Nesses tempos muito difíceis e desse lugar de misérias, um testemunho eloquente nos surgiu em investigação persistente, quando encontrámos no Arquivo Nacional da Torre do Tombo, uma carta dactilografada dirigida ao Ex.mo Snr. Dr. A. de Oliveira Salazar [do seu Arquivo], do Seminário de Coimbra, em Junho de 1933, assinada por Padre Américo de Aguiar! Parece-nos ocasião para publicar e reflectir no essencial dessa missiva inédita: Por esta mala respondo ao Ex.mo Sr. Luiz Machado Pinto, enviando os esclarecimentos que posso dar da Sopa dos Pobres, mas receio nada poder conseguir, porquanto não tenho Estatutos nem escrituração. Distribuo na medida que recebo, pelas portas dos novos pobres, famílias de muita fome com vergonha de pedir; e para os necessitados que facilmente pedem, as Religiosas Hospitaleiras, na rua da Matemática, distribuem diariamente setenta tigelas de sopa com um pedaço de pão quatro vezes por semana, porque não tenho meios para o fornecer todos os dias. Eis tudo. O "Correio de Coimbra" dá o movimento semanal d´esta Sopa dos Pobres. E já que a bondade de V. Ex.cia me encoraja, ouso dizer, humildemente, que tenho gemido aos pés dos Grandes d'esta linda terra: - Gov. [Governador] Civil [Dr. Joaquim de Moura Relvas, 1932-1933], [Dr. Fernando Baeta] Bissaya [Barreto Rosa], Delg.º [Delegado] de Saúde - a miséria da Quinta da Misericórdia à Conchada, para a qual não há tinta nem palavras que suficientemente a possam descrever. Oitenta famílias em tocas imundas; para cima de cem criancinhas d'olhos sumidos; vício, fome, muita imoralidade - campo imenso de cultura microbiana. Tudo isto tenho vivido intensamente nas raras visitas que ali faço, onde não posso falar de Deus prq. [porque] há muito desespero. Dizem-me aqueles Senhores que sim; que se vão tomar medidas urgentes - cem casas para gente pobre. Quando?

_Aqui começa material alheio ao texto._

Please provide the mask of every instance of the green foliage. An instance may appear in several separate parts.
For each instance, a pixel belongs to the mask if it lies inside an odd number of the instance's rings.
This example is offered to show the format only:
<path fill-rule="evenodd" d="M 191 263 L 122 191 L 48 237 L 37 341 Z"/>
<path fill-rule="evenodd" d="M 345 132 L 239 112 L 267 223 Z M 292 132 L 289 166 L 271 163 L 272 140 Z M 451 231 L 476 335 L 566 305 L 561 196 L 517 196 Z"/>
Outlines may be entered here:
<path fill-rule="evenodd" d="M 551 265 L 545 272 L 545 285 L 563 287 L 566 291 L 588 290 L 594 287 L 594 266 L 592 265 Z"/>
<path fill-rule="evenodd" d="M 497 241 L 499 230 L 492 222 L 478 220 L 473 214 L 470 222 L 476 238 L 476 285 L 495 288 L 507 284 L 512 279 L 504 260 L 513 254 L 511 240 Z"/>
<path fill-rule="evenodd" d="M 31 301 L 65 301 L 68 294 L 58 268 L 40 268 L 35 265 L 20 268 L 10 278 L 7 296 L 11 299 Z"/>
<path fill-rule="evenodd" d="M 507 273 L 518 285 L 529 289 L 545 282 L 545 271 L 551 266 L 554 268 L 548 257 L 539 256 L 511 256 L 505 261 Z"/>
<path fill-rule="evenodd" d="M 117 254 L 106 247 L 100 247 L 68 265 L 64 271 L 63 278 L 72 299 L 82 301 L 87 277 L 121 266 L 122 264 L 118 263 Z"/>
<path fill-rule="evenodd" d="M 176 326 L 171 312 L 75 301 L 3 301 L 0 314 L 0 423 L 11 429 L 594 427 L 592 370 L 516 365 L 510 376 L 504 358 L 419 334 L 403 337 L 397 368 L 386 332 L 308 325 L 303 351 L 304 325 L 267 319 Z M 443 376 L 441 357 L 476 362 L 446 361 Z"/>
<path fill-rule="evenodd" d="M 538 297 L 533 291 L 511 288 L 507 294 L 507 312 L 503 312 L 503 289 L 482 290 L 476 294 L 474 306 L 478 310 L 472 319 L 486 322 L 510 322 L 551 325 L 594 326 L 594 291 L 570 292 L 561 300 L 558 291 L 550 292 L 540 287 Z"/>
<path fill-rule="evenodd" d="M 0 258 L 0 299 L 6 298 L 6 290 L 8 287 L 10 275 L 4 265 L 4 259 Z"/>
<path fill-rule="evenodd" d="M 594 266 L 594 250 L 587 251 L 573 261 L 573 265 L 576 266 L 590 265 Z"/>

Evidentemente, sem espaço para comentários, ficam registadas como memória aquelas letras dolorosas supra (com 86 anos). Porém, ainda a tempo de parabentear O Gaiato por este seu feliz 75.º aniversário, com uma multidão de histórias de vidas e fazendo o bem, pelo Santíssimo Nome de Jesus, desde aquela boa hora em que Padre Américo (com 56 anos) corajosamente o lançou por amor aos pobres. Ex corde, bem-hajam todos os seus leitores e amigos. Ad multos annos!